14.3 The obligations set out in this Clause 14 shall not apply to Confidential Information which the receiving party can demonstrate:
(a) is or has become publicly known other than through breach of this Clause 14; or
(b) was in possession of the receiving party prior to disclosure by the other party; or
(c) was received by the receiving party from an independent third party who has full right of disclosure; or
(d) [was independently developed by the receiving party; or]
(e) was required to be disclosed by a governmental authority, stock exchange or regulatory body, provided that the party subject to such requirement to disclose gives the other party prompt written notice of the requirement.

14.4 The obligations of confidentiality in this Clause 14 shall not be affected by the expiry or termination of this agreement.

14.5 [This Clause 14 supersedes the terms of the Non-Disclosure Agreement between the Supplier and the Customer dated [DATE], which is hereby terminated.]

Assignment

15.1 Neither party may assign or transfer any of its rights or obligations under this agreement without the prior written consent of the other party, such consent not to be unreasonably withheld or delayed.

Entire Agreement

16.1 This agreement constitutes the entire agreement between the parties and supersedes and extinguishes all previous agreements, promises, assurances, warranties, representations and understandings between them, whether written or oral, relating to its subject matter.

16.2 Each party agrees that it shall have no remedies in respect of any statement, representation, assurance or warranty (whether made innocently or negligently) that is not set out in this agreement. Each party agrees that it shall have no claim for innocent or negligent misrepresentation or negligent misstatement based on any statement in this agreement.

Third Party Rights

17.1 [Unless it expressly states otherwise,] this agreement does not give rise to rights under the Contracts (Rights of Third Parties) Act 1999 to enforce any term of this agreement.

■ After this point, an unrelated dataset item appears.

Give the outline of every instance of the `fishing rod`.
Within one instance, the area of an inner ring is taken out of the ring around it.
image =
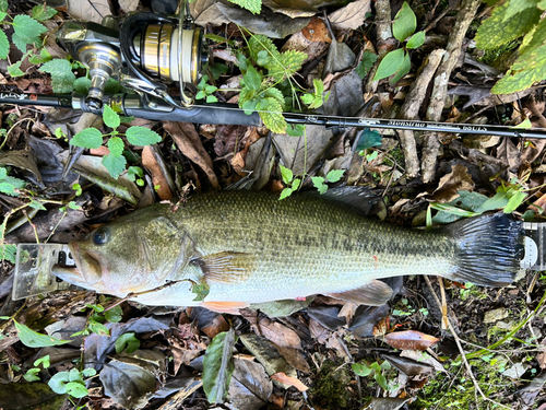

17.2 [The rights of the parties to rescind or vary this agreement are not subject to the consent of any other person.]

Variation

18.1 No variation of this agreement shall be effective unless it is in writing and signed by the parties (or their authorised representatives).

Waiver

19.1 No failure or delay by a party to exercise any right or remedy provided under this agreement or by law shall constitute a waiver of that or any other right or remedy, nor shall it prevent or restrict the further exercise of that or any other right or remedy. No single or partial exercise of such right or remedy shall prevent or restrict the further exercise of that or any other right or remedy.

Rights and Remedies

20.1 Except as expressly provided in this agreement, the rights and remedies provided under this agreement are in addition to, and not exclusive of, any rights or remedies provided by law.

Governing Law

21.1 This agreement and any dispute or claim (including non-contractual disputes or claims) arising out of or in connection with it or its subject matter or formation shall be governed by and construed in accordance with the law of England and Wales.

Jurisdiction

22.1 Each party irrevocably agrees that the courts of England and Wales shall have exclusive jurisdiction to settle any dispute or claim (including non-contractual disputes or claims) arising out of or in connection with this agreement or its subject matter or formation.